The side ruins – which are also Obscuring, Light Cover, and Breachable – are made from Moon Base Klaisus Ruin walls placed on 10″x5″ bases to give them a line-of-sight-blocking footprint. You could also just use the leftover hab-bunkers for this, though I don’t like their size as much for it and I am always looking for additional reasons to mention Moon Base Klaisus in a Goonhammer article.

This isn’t my ideal table layout by any means, and I generally think that these buildings aren’t amazingly suited for competitive play, but you can cobble something workable together with only a little bit of effort.

Narrative Play and Modeling

An Imperial Comms tower I’m building

From a narrative standpoint, there’s a ton of cool stuff about this terrain, which can be used to build some very cool features and add interesting add-ons to existing features. There aren’t enough “whole, complete buildings” in the 40k terrain library and while that makes sense from the standpoint of building terrain you can interact with in 40k, it also makes things a little boring when you can’t have a battle in a yet-to-be-destroyed part of a city or planet.

DYLON: There’s a non-zero chance that half of this box will end up as Necromunda terrain. I will have to decide how to use the parts from the landing pad, because as a landing pad, it’s a little small for my tastes. But, the top is a very cool piece as-is with the giant door. And each side has incredible cool detailing. Looking at it again, I could see chopping the 4 sides off and having them integrated into hive walls or into the base of a hive building and using the door panel for a hive vault entrance. The comms tower has some of the coolest bits in the entire box: including a little control panel, a panel with twin round vents, a ladder, the light beacon, and the Ad Mech seal.
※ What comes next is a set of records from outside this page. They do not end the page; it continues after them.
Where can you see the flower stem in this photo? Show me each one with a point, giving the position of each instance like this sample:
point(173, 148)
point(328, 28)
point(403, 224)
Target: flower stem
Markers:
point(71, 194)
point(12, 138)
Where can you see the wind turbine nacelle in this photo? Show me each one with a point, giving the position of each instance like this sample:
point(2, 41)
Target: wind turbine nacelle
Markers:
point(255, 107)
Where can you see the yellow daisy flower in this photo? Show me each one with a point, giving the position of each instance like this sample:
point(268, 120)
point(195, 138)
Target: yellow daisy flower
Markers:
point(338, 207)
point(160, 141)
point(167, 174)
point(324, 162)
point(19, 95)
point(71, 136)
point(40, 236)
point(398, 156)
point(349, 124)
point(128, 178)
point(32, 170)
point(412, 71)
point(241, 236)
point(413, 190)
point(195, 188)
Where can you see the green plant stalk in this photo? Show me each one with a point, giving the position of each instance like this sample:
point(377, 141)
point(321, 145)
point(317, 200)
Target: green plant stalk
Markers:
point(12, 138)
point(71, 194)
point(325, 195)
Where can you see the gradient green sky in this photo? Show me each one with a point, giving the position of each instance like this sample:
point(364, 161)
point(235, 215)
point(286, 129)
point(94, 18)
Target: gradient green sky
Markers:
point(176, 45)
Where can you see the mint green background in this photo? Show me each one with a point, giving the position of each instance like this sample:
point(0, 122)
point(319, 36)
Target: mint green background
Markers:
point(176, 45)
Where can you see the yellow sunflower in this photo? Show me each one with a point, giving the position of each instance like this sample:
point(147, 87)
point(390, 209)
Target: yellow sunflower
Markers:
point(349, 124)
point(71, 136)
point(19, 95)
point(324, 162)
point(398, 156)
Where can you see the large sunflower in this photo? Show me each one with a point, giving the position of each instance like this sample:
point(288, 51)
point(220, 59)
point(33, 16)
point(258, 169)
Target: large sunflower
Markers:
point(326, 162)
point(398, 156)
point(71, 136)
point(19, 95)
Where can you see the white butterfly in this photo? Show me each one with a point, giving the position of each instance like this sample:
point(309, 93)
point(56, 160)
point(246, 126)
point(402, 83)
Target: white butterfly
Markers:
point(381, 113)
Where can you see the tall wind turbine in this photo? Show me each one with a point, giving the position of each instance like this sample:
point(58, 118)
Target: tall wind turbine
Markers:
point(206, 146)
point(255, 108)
The radar dish is exactly that and it may survive the call of Necromunda. Or not as it could be and abandoned wreck out in the Ash Wastes half buried in a dune… time will tell. The hab bunkers are very cool, and while I could see them making it into an Ash Wastes table, they’re generic enough to see double duty for 40k as well. The stockades are interesting with all the window armor being molded open, but there’s some banger bits here too. I’m already thinking about chopping the top of the walls off to use the solid base for something in Necromunda. The stockade doors have great detailing with hinges and a great latch mechanism. The corner braces for this could be used elsewhere alone as well. 
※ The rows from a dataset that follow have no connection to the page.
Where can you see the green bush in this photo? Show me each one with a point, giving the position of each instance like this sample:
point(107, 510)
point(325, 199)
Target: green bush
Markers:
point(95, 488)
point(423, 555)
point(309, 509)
Fowler: I got [the landing pad] 100% for Necromunda. As a large, low piece it could fit into both indoor and outdoor Necro applications. It’s climbable but still has ladders around the sides, so it strikes me as a nice way to vary height and fill up a bit of empty space on a table while being accessible. I may toss a magnet into the other side of the pipe for compatibility with my promethium relay magnetization, but this kit will otherwise stay stock. Again, the shared design with existing terrain kits I use for Necromunda makes this a slam dunk. It’s possible that this could also make it onto a table for Kill Team or more flavorful beerhammer / crusade scenery as well.

Final Thoughts

TheChirurgeon: Overall I like these kits aesthetically, but I’m less convinced I’ll be able to make them into something workable for 40k. Yes, you can get to something that’s playable with a little work and combining two kits, but that isn’t any cheaper than just dropping the money needed to build that layout with other kits. At $220 for one set or $440 for two, you’re likely better off just buying four boxes of Killzone Chalnath or Killzone Octarius  and using the terrain in those. The Vox-Antenna and Auspex Shrine are sweet additions to games though, and if you got one set just to play Kill Team on, this terrain is amazing for that.
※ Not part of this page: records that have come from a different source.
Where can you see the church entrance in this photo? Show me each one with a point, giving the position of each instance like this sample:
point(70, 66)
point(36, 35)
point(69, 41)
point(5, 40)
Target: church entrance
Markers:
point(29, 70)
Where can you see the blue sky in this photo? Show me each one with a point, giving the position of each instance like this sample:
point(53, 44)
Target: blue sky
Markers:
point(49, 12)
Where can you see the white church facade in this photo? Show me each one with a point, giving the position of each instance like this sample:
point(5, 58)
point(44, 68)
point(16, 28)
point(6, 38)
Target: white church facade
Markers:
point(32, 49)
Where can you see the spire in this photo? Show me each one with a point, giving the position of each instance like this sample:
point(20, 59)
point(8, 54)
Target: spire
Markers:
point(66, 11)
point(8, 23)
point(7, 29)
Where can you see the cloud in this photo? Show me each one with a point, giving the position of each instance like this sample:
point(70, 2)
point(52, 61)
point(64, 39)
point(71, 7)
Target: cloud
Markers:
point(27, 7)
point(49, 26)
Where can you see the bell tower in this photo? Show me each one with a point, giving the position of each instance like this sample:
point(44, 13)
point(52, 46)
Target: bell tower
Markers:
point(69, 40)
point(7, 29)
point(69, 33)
DYLON: My only quibble with this range of terrain is the separate kit cost. I really only wanted the landing pad and the radar dish/comms array kits, but when I realized that for only a little more I could get everything, I went ahead and got the big box. If you’re just buying one of the kits, it’s worth it, but anything more than that, just grab the box and have a ton of rad terrain at a considerable discount.

Fowler: The landing pad is definitely a luxury, especially as it may not be universally useful terrain. If you are interested and the price works for you – it’s a great piece of kit.